Podemos começar por analisar alguns pontos que nos ajudem nessa identificação, a saber:

– Agressão: Como sabemos, a melhor defesa é o ataque e qualquer agressor acusa os outros como forma de se defender. Portanto quem está a falar dos outros, um dia falará de si, quem está em guerra com o mundo, um dia estará em guerra também consigo que me lê.

– Vitimização: Essa vitimização pública cria uma onda de indignação, que gera comentários e gostos no Facebook e, dessa forma, a pessoa pode também promover-se. A pessoa finge ser uma vítima, uma coitada nas mãos de alguém quando, na realidade, é um agressor sem freio, violento e repugnante na sua relação particular com os outros.

– Linchamento popular: como sabemos o povo não é dado a pensar. Quando aparece alguém mostrando-se vítima, as pessoas agregam-se a ela e insultam violentamente o inocente da história, ainda que não lhe conheçam o nome, ainda que cometam uma série de injustiças.

– Mentira: normalmente são inventadas mentiras sobre as pessoas agredidas e essas mesmas pessoas são acusadas de fazerem coisas hediondas. Coisas essas que a pessoa nunca fez, que foram realizadas pelo agressor e que depois as vira contra as suas vítimas como forma de criar agregação social a seu favor e contra outrem.

– Sociopatia: A pessoa sociopata não tem qualquer tipo de valores morais e tem uma enorme capacidade para simular sentimentos, para chorar perante outras pessoas como forma de poder dominá-las.
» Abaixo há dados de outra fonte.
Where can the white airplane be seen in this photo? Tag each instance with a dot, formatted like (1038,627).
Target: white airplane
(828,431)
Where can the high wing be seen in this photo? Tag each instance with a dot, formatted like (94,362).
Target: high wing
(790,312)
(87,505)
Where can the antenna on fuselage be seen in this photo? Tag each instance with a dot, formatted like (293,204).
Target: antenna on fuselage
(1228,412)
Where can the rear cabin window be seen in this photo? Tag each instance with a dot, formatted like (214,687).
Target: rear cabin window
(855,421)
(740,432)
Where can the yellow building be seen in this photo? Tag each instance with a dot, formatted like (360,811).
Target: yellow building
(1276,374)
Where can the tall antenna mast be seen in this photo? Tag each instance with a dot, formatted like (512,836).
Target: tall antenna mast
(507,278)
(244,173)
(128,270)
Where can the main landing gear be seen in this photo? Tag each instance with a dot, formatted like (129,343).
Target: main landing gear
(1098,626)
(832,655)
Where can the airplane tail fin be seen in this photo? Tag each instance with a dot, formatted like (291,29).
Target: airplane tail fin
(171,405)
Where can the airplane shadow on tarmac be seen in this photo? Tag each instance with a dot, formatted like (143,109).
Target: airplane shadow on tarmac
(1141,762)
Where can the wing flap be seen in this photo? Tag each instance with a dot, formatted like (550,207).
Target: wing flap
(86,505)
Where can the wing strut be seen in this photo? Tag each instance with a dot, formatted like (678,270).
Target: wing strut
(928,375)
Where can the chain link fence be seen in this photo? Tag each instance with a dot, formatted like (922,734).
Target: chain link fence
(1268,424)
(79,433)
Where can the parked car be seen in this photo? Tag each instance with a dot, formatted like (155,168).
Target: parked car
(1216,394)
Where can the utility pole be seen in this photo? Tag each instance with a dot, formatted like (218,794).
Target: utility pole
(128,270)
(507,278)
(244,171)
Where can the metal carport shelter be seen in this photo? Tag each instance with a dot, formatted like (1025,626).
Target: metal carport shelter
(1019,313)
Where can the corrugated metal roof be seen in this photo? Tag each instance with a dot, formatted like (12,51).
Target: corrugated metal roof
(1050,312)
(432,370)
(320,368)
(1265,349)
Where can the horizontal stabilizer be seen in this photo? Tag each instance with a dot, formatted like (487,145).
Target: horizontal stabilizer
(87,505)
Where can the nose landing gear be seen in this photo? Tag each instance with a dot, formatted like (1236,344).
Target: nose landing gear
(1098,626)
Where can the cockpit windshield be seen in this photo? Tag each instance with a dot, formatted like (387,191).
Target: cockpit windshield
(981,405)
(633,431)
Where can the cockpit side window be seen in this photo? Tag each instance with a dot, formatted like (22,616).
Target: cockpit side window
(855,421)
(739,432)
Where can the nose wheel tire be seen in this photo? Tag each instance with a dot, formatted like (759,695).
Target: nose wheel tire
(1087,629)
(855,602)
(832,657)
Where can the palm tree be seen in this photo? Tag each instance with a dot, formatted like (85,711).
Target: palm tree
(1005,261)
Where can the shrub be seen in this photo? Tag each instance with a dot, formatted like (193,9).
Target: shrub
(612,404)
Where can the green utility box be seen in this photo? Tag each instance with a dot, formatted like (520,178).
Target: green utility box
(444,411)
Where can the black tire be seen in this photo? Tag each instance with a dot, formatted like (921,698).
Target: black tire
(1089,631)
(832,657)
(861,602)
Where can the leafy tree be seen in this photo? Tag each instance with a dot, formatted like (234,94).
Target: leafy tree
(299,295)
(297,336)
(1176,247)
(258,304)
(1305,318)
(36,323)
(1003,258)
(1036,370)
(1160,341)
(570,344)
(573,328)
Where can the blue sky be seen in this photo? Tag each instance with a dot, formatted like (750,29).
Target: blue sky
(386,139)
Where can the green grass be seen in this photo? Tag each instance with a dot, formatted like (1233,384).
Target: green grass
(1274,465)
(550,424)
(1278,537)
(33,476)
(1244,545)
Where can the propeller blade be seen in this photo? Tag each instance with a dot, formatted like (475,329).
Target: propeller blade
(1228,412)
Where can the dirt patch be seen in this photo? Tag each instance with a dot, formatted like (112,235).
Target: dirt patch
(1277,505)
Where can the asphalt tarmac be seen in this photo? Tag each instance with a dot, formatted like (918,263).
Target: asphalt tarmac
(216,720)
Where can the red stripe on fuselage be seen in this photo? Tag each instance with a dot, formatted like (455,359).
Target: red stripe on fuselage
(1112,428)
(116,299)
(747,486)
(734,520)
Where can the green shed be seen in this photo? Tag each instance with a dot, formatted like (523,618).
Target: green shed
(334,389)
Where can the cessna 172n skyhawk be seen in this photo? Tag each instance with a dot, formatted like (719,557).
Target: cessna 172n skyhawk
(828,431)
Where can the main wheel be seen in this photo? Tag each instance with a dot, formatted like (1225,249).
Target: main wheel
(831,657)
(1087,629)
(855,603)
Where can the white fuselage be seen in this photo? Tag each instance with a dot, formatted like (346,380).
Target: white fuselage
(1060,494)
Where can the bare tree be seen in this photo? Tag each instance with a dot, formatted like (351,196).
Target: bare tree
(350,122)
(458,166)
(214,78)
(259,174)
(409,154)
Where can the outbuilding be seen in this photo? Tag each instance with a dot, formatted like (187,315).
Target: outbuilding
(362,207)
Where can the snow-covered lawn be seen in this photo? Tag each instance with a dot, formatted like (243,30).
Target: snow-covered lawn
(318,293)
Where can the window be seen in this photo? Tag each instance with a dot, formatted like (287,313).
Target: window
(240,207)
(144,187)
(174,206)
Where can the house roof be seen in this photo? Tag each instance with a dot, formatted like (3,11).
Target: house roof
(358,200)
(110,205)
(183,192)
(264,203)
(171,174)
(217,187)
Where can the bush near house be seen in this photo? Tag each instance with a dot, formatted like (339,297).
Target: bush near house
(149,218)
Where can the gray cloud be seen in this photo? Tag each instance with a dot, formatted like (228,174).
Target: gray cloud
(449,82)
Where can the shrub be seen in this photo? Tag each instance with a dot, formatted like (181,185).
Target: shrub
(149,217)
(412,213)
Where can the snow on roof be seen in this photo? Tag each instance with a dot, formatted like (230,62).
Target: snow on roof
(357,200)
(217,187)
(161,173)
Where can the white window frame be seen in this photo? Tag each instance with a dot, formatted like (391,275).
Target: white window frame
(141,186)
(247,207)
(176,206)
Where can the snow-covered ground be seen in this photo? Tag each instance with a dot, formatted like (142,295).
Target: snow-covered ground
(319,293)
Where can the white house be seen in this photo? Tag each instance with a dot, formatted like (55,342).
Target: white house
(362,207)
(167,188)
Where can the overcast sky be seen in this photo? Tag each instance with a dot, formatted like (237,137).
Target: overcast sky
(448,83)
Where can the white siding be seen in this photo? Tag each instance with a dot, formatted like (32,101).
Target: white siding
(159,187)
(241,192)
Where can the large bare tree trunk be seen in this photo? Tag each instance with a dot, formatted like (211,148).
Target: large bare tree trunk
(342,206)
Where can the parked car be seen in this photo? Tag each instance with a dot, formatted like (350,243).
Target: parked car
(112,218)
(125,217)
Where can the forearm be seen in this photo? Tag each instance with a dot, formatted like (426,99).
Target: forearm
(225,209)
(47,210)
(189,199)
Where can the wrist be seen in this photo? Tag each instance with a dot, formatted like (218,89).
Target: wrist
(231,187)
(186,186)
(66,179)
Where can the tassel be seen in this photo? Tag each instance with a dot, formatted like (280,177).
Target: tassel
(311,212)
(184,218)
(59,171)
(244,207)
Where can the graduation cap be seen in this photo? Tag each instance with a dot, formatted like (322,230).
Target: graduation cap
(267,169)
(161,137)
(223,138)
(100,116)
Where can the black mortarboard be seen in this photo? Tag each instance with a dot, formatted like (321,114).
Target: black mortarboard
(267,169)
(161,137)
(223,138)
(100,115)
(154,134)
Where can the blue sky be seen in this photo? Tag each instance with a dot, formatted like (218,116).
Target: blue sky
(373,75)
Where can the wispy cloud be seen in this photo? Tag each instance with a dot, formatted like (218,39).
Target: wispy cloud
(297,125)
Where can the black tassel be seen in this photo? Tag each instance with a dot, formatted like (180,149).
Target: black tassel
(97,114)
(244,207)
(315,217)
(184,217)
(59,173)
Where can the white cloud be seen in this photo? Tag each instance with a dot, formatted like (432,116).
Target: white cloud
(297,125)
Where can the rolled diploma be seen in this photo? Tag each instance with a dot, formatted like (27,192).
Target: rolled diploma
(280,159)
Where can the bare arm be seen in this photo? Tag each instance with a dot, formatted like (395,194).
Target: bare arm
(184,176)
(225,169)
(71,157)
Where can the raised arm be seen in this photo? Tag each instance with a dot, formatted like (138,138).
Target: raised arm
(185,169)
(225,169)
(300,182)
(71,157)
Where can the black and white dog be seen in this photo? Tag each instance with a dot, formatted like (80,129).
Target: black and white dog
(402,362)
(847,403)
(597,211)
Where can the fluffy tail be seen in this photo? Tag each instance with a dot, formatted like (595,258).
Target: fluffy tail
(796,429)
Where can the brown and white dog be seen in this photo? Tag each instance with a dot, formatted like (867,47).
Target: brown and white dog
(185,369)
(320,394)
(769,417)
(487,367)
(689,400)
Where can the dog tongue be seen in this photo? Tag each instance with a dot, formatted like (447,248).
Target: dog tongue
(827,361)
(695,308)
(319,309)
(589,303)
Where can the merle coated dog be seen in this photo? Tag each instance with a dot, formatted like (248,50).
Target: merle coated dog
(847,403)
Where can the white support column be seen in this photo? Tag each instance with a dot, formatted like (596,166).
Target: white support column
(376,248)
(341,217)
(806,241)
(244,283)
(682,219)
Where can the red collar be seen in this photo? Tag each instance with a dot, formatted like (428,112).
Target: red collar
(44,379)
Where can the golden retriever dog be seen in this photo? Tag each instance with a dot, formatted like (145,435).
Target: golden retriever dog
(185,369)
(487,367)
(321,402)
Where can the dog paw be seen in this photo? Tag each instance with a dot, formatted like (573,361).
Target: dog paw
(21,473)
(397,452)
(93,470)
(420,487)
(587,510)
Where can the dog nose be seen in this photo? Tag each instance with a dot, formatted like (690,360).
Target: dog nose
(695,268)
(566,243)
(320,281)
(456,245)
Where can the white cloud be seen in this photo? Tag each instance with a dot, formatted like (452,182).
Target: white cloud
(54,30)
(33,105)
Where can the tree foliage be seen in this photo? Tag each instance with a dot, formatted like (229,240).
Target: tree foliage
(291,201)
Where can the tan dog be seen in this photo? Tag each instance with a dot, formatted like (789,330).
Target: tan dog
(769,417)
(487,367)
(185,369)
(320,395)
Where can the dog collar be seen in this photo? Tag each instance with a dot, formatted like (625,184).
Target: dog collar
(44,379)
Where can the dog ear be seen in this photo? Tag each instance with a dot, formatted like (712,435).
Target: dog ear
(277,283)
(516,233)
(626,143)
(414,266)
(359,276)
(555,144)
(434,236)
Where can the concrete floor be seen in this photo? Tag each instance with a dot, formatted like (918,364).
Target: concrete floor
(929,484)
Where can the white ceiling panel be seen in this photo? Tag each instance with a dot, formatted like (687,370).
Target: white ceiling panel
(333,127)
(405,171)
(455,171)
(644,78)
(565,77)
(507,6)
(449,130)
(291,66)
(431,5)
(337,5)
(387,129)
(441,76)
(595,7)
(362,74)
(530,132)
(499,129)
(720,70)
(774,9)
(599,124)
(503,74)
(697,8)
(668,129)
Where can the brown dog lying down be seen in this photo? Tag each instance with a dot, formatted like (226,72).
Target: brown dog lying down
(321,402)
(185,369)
No entanto devemos estar alerta. Pessoas que têm este tipo de comportamento, normalmente estão sempre em guerra e com muita gente ao longo da sua vida. Portanto quando alguém está em guerra com meio mundo, o problema, provavelmente, não será do mundo.

– Esclarecimentos em particular: A Carpideira, por norma, acerca-se daqueles que lhe deram apoio e em particular cria invenções sobre determinadas pessoas, acerca do que nunca aconteceu, do que nunca foi feito nem dito, pois sabe que se o fizesse em público seria rapidamente desmascarada e, garanto-vos, se há coisa que uma Carpideira não prescinde é da uma boa e inocente máscara.

E o mais curioso é que a Carpideira moderna já não é apenas do sexo feminino como outrora.

Existem, hoje, imensas Carpideiras de Facebook do sexo masculino.

Importa, por isso, identificar estas pessoas. Quando assistimos a este tipo de abordagem por parte de alguém, não nos devemos manifestar contra ninguém, não devemos insultar ninguém e muito menos devemos alimentar este tipo de comportamento ou tomar partidos.

É fulcral que entendamos que, ao fazermos isso, estamos a proteger o agressor e a agredir a vítima.

No entanto, a Carpideira de Facebook veio para ficar e mais depressa teremos solução para resolver uma pandemia do que para resolver a tirania.

Balthasar Sete-Sóis

Balthasar Sete-Sóis, sociólogo, escritor, cronista, radialista e crítico literário encontra nas letras e na comunicação a realização e o sentido para aquilo que o rodeia.